I turned on the water and began cleaning away the blood. For some damn weird reason I start trying to clean the blood in the sink instead of off my hands. As the water fills, I keep trying to smash the eyeball down the sink like it’s a grape that I was too lazy to throw in the trash from an evening snack. Finally it pops down through and a chill of nausea goes through my body. I just wanted it gone. Out of my sight so it couldn’t watch me clean off the blood. Blood doesn’t come off easy. It just doesn’t. I stayed in the shower for what seemed like forever until the water stopped being that tedious shade of light pink. Oh yeah, I had apparently shit myself as well. At first I thought the smell was just the tidbits of Ted clinging to my persons but no, it was my own butt butter filling my underwear to overflowing. Amongst the melee, I had released my bowels in fear. I truly thought that was something that people just said “I was so scared I shit myself.” I didn’t think it could actually happen, but right then and there my memory took me back to the thoughts of the squirrels my grandma would feed daily. If at any point you’d come out and one would be at the far end of the side deck, it would bolt as fast as it could down the hand railing and right past you, shitting the entire way. I used to laugh so hard at that sight. Now that I was throwing my unsalvageable underwear into a trash bag, it didn’t ring so humorous. I was now the squirrel running down the handrail.

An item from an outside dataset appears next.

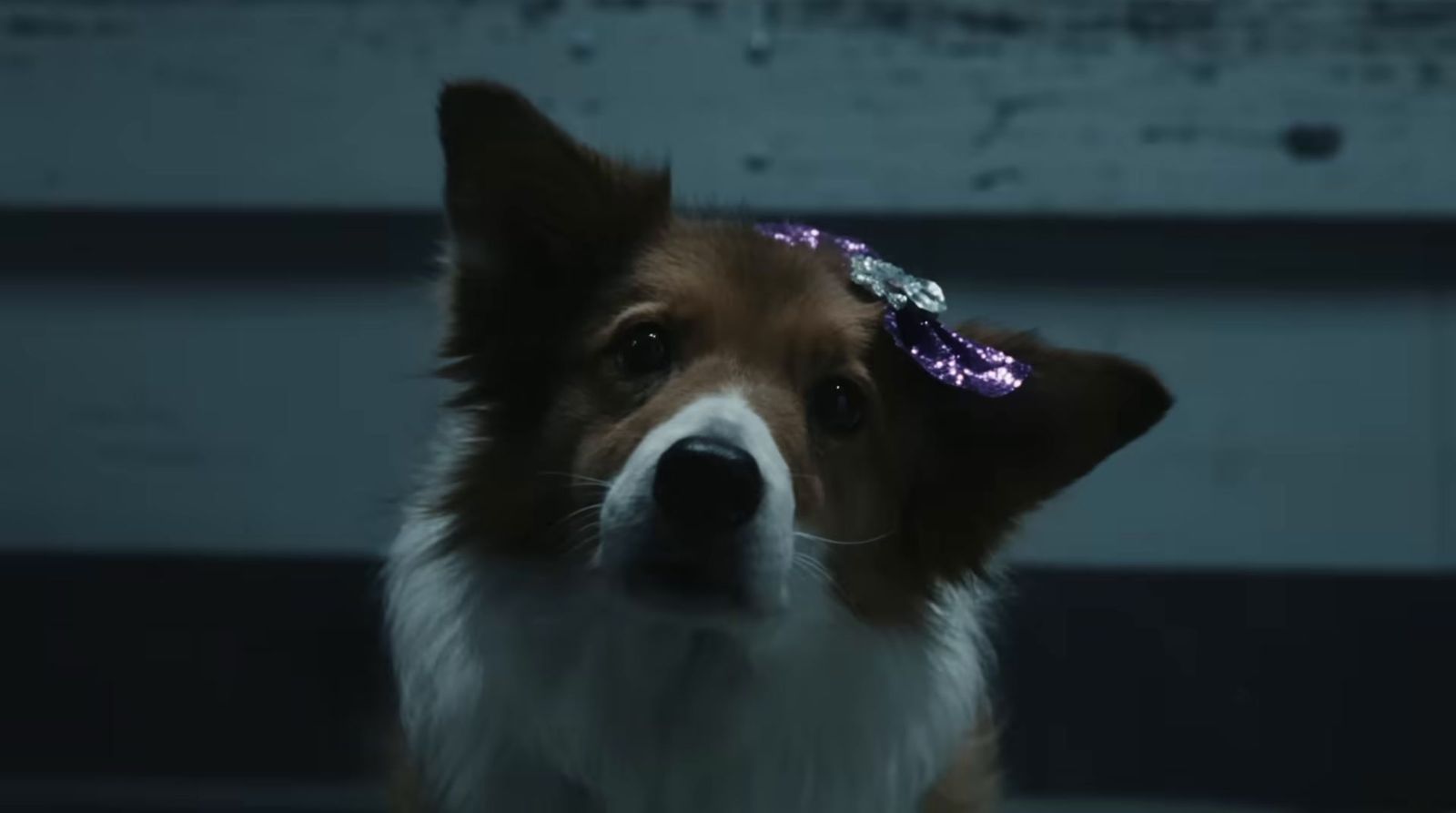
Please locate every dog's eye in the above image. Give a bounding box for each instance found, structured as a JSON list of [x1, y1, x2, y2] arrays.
[[617, 322, 672, 376], [810, 377, 864, 434]]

I find myself out in the backyard about a half hour later, naked, drip-drying from a shower during which I nearly scrubbed my own skin off. I throw a sopping, heavy bag of all my clothes into the burn barrel at the far end of the yard and douse the lot with gasoline. I’m once again donning granddad’s gasmask as I light the whole mess ablaze and keep it rolling with handfuls of old newspapers I found. As I stood there, flames reflecting on the glare of glass of my mask, I can’t say a whole lot was going through my head. I was still numb, trying to process everything that had just happened. I wanted every last fabric of that clothing vaporized, cleansed and sanitized from my life. I went back into the house and gathered all the rugs where the blood had hit the floor. I threw them all into the fire as well. I was thinking about the dust, but I was also thinking about the fluids. There was no way his blood hadn’t got into me somewhere. I had scratches and scrapes from that fight and all I could think was, if the dust hadn’t gotten me, this surely would. I was bound to become him…And in that thought, I couldn’t help but wonder how many more Ted’s were out there. All of the sirens and sounds of despair I had blissfully ignored for days on end were no doubt the product of whatever this was. I wanted to say zombie outbreak, but my rational mind wouldn’t allow it at the time. This shit didn’t happen. This was stuff made for movies, comics, and video games, not reality…Right? I needed a gun.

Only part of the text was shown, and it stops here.